As far as we know, the normal reference value, quantile method, ROC curve with maximum Youden index, and even voluntary classifications were generally used to classify continuous variables into categorical variables. In addition, the X-tile plots is a well-validated computer program to determine optimal cut-off values using minimum P values from Log rank tests. It can control the inflated type I error problem and minimize the loss of information due to multiple testing in minimum P value approaches through cross-validation.7,8 Thus the X-tile is also a commonly utilized tool for biomarker assessment and outcome-based cut-point optimization.7–9 Nowadays, artificial intelligence based deep machine learning and interaction analyses could find nuanced biological relationships between variables and outcomes as possible. But it inevitably increases the complexity of the model and impacts its convenience when applying it in clinical practice. So please excuse that we did not explore the nuanced biological associations by machine learning or interaction analyses.
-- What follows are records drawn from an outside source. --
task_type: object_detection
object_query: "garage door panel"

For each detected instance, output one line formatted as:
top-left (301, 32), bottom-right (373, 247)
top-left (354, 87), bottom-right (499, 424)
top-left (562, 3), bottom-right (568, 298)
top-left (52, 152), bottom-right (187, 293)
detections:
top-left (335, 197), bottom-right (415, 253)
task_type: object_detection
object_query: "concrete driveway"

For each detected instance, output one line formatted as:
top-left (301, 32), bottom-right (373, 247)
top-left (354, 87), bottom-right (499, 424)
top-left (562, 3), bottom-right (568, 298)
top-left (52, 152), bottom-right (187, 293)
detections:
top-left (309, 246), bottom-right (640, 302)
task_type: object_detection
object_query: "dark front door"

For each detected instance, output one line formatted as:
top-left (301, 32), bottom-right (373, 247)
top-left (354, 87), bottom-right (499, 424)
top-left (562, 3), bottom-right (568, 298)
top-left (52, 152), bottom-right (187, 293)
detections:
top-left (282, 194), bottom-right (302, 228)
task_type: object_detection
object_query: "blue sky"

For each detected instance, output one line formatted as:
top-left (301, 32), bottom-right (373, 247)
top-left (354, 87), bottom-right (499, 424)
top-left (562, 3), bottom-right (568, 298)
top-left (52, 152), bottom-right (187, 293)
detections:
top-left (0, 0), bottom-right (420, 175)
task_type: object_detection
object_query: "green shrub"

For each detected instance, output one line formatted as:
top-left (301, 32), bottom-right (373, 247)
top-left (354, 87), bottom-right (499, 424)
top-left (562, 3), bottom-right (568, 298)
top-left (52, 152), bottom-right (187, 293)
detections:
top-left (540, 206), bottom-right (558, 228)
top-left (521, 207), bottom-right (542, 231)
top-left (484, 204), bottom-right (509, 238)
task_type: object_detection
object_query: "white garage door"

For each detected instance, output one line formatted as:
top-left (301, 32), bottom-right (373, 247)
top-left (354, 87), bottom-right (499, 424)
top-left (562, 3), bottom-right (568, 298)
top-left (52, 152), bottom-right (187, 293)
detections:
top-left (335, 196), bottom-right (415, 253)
We agree that further prospective studies are needed to verify our conclusions. The purpose of our study was not to identify all influencing factors for the prognosis of stage II/III GC patients, but only to investigate the predictive value of T lymphocytes. Independent, external validation by relatively large sample size of patients from multi-centers with significant different basic characteristics could improve the reliability of our findings. We believe that our study showed some interesting findings to investigate the relationship between immunity and prognosis of stage II/III GC after curative resection.
Disclosure
The authors report no conflicts of interest for this communication.